There are Only Four Cities Where Buying Is Cheaper Than Renting
Rents exceed mortgage payments in Detroit, Philadelphia, Cleveland and Houston.
It is hard to believe in this era of rising mortgage rates but there are actually four cities where buying makes better sense than renting.
In Detroit, Philadelphia, Cleveland and Houston, homeownership still makes sense as monthly rental payments are more than monthly mortgages, according to Redfin.
For example, the typical home in Detroit is 24% less expensive to buy than rent there due to the median estimated monthly mortgage payment running $1,296 versus the estimated rent being $1,697. In fact, 80% of properties are less expensive to buy than rent.
In Philadelphia, 59% of its properties are cheaper to buy than rent, followed by Cleveland where 57% are less costly and Houston where the number of properties that run less is 52%.
Elsewhere in the nation, a typical home costs 25% more to buy than rent with an estimated monthly mortgage payment of $3,385, based on a 6.5% mortgage interest rate, compared to rent of $2,715.
Buying remains out of the reach of many in the continuing volatile housing market, says Taylor Marr, Redfin’s Deputy Chief Economist. “Some people move around a lot, so renting might make more sense because they won’t be in their home long enough to build equity. Many others simply don’t have the money for a down payment—a situation that has become increasingly common due to rising mortgage rates and elevated home prices,” he said.
And where renting may prove definitely more prudent is in the San Francisco Bay Area. For example, in San Jose, a typical home is 165% more expensive to buy than rent—the biggest premium in percentage terms among all the 50 metros Redfin surveyed. There a monthly mortgage payment is $11,049 versus the rent of $4,176. Also, in the high-priced category are other West Coast destinations of San Francisco, Oakland, Anaheim and Seattle.
Even in cities once considered affordable such as Sacramento, Las Vegas, Phoenix and Austin, prices rose dramatically during the pandemic and there are no homes that are cheaper to buy than rent. Part of the reason is that buyers came from high-priced coastal areas to the less expensive locations such as Las Vegas, said Shay Stein, with Redfin Premier in Henderson, N.V.

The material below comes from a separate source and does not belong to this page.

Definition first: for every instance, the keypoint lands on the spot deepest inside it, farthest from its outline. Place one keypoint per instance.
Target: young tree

Mortgage rates would need to fall substantially for buying to become viable again in most markets. If rates fell even slightly or by 1%, the two monthly costs would edge closer. Mortgages would be $2,993 or 10% more than the $2,716 estimated monthly rate. In a single year, the additional cost to homeowners would be $277 a month or $3,324 a year.
This isn’t out of the realm of possibilities if the Federal Reserve succeeds in cutting inflation. Mortgage rates could then fall too, and potential buyers might be able to put together a downpayment and cut living costs to afford a home. However, nobody likes the pressure of watching every penny and becoming house poor. Marr said, “I wouldn’t encourage people to squeeze their budgets in order to buy a home when prices are falling, we’re teetering on a recession.” Marr added that in the current economic climate, it makes sense to be a bit more conservative in what’s spent.